On a retrouvé la fillette en Haïti
Après plusieurs tentatives, le Service de police de Repentigny réussit à parler à la jeune fille en Haïti. La fillette de 7 ans se porterait bien.
Disparue depuis le lundi 9 février, le Service de police aurait eu toutes les misères du monde à communiquer avec la petite fille. Vendredi, la sûreté municipale a même émis un avis de disparition aux médias devant le peu de coopération apparent de son père.
Lundi matin, la sergente détective Julie Cardenass finit par parler avec la fillette. On lui pose d'abord des questions pour s'assurer qu'on parle bel et bien à la bonne fillette. On l'interroge sur son école, ses camardes de classe et ses professeurs. On lui demande ensuite pourquoi elle a peur de son père. La jeune répond que celui-ci la frappait entre autres lorsqu'elle faisait pipi dans son lit. L'appel a été placé sur le cellulaire de la mère en Haïti. Elle était supposément accompagnée d'une amie de la famille au moment de l'appel, en raison de l'absence de sa mère. C'est d'ailleurs cette amie qui a répondu au téléphone. Ce n'était pas la première fois que la sergente essayait de parler à la mère. Cette dernière raccrochait la ligne chaque fois.
Pas en Haïti depuis février
La disparition de la fillette a été signalée par la direction de son école. Depuis ce jour, aucune nouvelle de l'enfant n’a été obtenue ni de la famille ni de son entourage. Contactée par les autorités policières, la Direction de la protection de la jeunesse (DPJ) et la direction de l'école, le père, résidant de Repentigny, a souligné que sa fille était en Haïti avec sa mère depuis tout ce temps. Il faut noter que la DPJ tenait un dossier sur le père avant cette histoire de disparition.

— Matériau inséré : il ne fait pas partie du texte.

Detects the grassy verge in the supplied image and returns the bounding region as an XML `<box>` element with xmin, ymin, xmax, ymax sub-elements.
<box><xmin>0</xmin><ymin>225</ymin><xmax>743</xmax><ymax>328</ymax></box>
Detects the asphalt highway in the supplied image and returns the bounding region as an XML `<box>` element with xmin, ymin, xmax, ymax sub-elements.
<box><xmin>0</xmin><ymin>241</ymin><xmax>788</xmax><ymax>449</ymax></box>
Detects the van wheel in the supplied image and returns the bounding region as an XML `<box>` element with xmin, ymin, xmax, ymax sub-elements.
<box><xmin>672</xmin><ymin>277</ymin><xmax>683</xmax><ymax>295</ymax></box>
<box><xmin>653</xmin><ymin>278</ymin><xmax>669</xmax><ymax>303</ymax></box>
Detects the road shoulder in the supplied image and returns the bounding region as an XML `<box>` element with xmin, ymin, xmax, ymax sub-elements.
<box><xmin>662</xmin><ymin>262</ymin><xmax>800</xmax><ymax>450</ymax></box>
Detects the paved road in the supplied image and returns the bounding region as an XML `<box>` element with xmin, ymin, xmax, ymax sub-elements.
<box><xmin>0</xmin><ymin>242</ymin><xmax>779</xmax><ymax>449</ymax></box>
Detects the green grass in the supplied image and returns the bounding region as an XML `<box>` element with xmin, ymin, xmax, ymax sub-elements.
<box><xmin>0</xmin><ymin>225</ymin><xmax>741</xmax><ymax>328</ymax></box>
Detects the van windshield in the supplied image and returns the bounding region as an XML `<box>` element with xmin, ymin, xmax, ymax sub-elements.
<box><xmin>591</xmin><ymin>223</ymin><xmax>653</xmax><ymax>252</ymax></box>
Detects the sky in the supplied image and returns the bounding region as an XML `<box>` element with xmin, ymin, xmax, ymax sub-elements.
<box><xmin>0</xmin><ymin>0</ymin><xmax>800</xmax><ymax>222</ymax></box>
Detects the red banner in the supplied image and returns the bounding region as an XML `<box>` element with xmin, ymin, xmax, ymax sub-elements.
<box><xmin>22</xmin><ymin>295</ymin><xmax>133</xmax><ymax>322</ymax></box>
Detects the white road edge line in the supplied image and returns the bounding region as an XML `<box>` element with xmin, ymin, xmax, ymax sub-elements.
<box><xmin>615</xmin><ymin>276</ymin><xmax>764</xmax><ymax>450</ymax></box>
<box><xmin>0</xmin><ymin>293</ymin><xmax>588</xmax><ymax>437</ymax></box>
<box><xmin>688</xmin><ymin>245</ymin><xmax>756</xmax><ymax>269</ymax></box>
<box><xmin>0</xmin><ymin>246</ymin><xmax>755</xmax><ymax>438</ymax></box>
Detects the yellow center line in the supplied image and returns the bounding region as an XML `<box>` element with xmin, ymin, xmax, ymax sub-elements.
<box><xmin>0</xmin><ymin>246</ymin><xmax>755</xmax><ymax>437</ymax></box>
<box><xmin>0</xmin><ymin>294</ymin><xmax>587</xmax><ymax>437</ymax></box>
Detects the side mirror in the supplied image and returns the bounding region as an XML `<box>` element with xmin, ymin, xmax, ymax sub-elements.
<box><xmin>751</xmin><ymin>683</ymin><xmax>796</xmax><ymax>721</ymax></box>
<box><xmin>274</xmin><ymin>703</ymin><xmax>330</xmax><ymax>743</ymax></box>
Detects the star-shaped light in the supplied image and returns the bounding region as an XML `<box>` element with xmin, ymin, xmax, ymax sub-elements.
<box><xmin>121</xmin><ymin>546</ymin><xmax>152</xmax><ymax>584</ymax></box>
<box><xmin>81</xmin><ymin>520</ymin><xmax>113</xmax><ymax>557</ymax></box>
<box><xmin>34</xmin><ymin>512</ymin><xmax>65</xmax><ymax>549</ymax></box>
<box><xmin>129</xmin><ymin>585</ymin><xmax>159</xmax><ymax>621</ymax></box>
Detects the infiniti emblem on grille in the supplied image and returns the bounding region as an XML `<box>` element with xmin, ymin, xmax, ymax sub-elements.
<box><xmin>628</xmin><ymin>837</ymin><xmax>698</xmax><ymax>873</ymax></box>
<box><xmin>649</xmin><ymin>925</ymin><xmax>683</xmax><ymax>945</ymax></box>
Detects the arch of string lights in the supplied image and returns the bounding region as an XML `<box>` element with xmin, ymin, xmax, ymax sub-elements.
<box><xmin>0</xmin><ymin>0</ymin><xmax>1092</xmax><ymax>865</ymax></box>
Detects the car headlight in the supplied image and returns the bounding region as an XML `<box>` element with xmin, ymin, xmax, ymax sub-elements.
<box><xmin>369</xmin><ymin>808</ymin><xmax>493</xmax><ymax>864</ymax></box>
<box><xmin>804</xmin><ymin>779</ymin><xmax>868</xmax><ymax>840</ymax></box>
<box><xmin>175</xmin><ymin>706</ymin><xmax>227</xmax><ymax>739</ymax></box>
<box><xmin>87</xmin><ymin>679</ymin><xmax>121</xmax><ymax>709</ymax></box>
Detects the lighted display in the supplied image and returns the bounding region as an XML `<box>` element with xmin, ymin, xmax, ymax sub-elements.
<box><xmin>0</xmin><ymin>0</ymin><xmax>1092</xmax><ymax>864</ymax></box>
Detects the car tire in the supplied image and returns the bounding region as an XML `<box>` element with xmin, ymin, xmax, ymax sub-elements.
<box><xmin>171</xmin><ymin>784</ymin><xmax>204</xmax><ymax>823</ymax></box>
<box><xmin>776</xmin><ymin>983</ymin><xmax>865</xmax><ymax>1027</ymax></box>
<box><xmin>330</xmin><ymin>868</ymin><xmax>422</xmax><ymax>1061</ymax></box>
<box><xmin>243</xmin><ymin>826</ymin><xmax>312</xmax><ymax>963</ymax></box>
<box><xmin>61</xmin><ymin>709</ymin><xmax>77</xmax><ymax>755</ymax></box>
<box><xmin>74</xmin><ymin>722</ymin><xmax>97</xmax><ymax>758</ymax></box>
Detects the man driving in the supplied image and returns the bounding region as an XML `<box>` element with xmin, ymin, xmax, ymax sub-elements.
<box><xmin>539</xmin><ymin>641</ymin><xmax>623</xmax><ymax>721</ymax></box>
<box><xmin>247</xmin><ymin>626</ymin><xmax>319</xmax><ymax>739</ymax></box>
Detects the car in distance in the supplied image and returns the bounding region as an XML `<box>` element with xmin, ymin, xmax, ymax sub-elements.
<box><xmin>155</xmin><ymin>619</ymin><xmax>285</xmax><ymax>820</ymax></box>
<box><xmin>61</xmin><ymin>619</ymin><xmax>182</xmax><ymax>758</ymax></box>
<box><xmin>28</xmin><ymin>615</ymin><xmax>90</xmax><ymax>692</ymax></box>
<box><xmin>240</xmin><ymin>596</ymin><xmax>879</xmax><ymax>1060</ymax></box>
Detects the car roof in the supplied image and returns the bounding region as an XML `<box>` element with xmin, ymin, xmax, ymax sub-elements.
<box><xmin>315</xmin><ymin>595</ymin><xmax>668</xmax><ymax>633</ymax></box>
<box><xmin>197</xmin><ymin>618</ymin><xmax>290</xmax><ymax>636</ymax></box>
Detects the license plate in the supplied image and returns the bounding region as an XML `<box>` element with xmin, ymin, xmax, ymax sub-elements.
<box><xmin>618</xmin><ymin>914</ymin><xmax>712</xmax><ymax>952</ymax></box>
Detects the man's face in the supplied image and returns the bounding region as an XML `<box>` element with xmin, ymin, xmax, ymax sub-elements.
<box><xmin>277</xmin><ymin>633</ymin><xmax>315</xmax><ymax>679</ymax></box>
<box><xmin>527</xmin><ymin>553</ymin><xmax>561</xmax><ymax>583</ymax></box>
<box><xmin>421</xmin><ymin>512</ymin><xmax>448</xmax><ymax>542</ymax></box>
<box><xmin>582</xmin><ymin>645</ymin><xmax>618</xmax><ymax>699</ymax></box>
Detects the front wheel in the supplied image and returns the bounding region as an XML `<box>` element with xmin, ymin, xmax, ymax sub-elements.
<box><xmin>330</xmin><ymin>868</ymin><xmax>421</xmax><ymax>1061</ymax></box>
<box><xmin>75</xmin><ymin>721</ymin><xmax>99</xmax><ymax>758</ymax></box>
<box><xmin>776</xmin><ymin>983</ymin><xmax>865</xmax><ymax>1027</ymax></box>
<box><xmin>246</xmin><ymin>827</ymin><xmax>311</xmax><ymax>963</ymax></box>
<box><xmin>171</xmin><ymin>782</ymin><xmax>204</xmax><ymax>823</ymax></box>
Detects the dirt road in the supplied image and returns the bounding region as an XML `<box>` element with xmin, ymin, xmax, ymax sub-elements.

La petite semble finalement être en Haïti, mais les autorités policières ne sont pas convaincues qu'elle y est depuis le mois de février, comme son père le stipule. « On a vérifié avec les douanes canadiennes, américaines et haïtiennes et nous n'avons pas trouvé de trace du départ de la fillette. C'est sûr qu'elle n'est pas là depuis le mois de février », explique la sergente Cardenass. C'est d'ailleurs pour ça que la disparition n'a été médiatisée que ce week-end. Les policiers vérifiaient ces dires.
Lors d'un entretien téléphonique avec le chroniqueur judiciaire, Claude Poirier, lundi matin à LCN, le pèere a répondu aux accusations qu'on lui porte sur sa mauvaise collaboration dans ce dossier. Le père s'est défendu en disant que ce sont les autorités policières qui ont mal fait leur travail. Il souligne qu'il a remis des numéros de téléphone aux policiers et que ces derniers ont été brutaux lors des interrogatoires. « J'étais là à sa troisième interrogation et tout s'est passé correctement », précise la sergente.
Bien qu'elles aient localisé la petite , les autorités policières ne peuvent pas exiger un retour de la fillette en sol québécois. Toutefois, la Gendarmerie royale canadienne (GRC) devrait aller faire son tour en Haïti, pour s'assurer que tout se passe bien pour la petite.